Si tratta di circa 700 diapositive, scattate soprattutto negli anni ‘80, che raccontano la vita dell’artista e dei suoi amici della bohéme newyorkese. A ciascun tema trattato (l’amore, la droga, la sofferenza, ma anche le gite fuori porta, la maternità e la vita notturna) fa da sottofondo una colonna sonora che spazia dai Velvet Underground all’opera lirica.
Non ci sono filtri, tutto è mostrato esattamente com’è, compleanni e funerali, eroina e sesso. E qui risiede la potenza dell’opera, ciò che a decenni di distanza rende ancora magnetiche queste rappresentazioni di una downtown americana ormai in gran parte estinta: il suo essere brutalmente reale.
Alla fine dei 42 minuti di video si vorrebbero indagare le storie di quei volti, una ad una. Sono ritratti realistici, impudici e a tratti spietati, che pur mostrando molto non svelano troppo allo spettatore. Destano semmai i suoi interrogativi, pungolando una curiosità che si pone in equilibrio fra l’umana pietas e l’attrazione morbosa.

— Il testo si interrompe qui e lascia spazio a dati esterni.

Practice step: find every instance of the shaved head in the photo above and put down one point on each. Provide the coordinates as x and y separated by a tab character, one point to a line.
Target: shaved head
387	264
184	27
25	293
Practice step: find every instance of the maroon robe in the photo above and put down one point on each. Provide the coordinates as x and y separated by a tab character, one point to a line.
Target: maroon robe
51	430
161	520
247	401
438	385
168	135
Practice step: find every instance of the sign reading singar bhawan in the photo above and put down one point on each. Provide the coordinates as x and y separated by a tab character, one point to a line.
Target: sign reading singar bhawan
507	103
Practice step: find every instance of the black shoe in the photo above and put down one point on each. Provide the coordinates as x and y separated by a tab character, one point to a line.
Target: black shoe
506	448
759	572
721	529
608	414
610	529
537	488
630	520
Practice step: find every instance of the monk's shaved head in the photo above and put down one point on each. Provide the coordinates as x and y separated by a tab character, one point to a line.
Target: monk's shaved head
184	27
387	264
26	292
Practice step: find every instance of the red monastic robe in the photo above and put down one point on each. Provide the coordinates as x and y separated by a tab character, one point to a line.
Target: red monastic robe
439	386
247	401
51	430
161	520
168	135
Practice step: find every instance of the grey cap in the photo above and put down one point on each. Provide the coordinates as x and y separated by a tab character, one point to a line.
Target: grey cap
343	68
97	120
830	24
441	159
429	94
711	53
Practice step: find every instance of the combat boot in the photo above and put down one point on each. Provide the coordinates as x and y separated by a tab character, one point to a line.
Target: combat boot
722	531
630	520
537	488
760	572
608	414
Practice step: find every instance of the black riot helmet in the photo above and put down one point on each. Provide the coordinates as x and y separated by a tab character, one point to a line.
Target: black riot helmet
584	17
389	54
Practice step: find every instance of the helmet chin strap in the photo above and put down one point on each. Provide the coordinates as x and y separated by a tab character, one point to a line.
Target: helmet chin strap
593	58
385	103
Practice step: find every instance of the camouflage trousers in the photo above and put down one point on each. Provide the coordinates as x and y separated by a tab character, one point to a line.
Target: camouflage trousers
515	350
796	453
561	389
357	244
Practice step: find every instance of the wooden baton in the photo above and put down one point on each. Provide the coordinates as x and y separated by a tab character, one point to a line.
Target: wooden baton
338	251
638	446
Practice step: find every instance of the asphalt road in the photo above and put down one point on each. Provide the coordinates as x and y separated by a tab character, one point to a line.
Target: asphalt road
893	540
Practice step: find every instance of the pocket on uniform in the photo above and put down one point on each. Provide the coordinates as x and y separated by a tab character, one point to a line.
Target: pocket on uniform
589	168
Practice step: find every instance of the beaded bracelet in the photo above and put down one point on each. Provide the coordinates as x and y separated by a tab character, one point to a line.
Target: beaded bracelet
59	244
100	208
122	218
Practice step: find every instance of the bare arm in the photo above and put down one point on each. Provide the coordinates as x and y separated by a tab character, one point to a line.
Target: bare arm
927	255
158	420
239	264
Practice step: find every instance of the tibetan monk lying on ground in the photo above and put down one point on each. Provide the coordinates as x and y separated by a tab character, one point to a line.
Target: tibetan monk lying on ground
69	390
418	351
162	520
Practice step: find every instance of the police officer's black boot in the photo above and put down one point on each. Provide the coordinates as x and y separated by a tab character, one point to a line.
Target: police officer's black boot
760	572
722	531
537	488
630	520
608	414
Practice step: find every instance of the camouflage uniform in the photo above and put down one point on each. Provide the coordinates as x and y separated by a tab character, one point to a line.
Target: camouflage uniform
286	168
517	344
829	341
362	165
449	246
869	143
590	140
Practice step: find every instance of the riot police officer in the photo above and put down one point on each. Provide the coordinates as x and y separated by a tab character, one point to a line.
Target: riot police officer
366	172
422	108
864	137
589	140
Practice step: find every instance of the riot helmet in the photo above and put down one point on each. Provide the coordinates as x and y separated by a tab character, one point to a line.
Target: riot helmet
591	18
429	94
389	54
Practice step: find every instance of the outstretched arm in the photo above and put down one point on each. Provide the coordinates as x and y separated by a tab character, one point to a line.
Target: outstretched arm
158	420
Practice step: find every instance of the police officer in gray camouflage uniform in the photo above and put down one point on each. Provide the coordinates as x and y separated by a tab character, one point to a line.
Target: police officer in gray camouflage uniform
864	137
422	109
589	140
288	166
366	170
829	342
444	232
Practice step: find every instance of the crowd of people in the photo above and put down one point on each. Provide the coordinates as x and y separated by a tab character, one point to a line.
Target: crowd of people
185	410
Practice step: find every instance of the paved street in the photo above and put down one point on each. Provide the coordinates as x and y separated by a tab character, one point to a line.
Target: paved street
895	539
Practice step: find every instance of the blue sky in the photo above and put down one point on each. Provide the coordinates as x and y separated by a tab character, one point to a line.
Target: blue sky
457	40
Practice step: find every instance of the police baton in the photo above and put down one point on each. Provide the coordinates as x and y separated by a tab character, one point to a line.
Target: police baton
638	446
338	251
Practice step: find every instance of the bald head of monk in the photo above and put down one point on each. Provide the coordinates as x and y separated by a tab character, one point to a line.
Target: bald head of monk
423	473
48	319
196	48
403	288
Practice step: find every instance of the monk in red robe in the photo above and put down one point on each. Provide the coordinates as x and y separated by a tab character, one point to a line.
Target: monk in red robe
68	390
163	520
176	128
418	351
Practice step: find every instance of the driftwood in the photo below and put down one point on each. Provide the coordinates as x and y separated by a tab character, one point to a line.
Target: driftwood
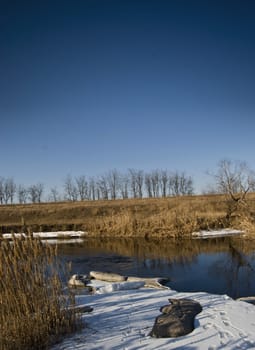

Album di famiglia e commemorazione funebre allo stesso tempo – molti protagonisti della “Ballad” sono morti negli anni a seguire a causa dell’AIDS – quest’opera è il manifesto di uno stile unico, di un modo di guardare la realtà attraverso l’obiettivo che ha ispirato molti fotografi negli anni a venire, proprio a causa di ciò per cui era stata inizialmente criticata: ritrarre nientemeno che la “normalità”. Il che rimane, forse, uno degli obiettivi più nobili e complessi dell’arte.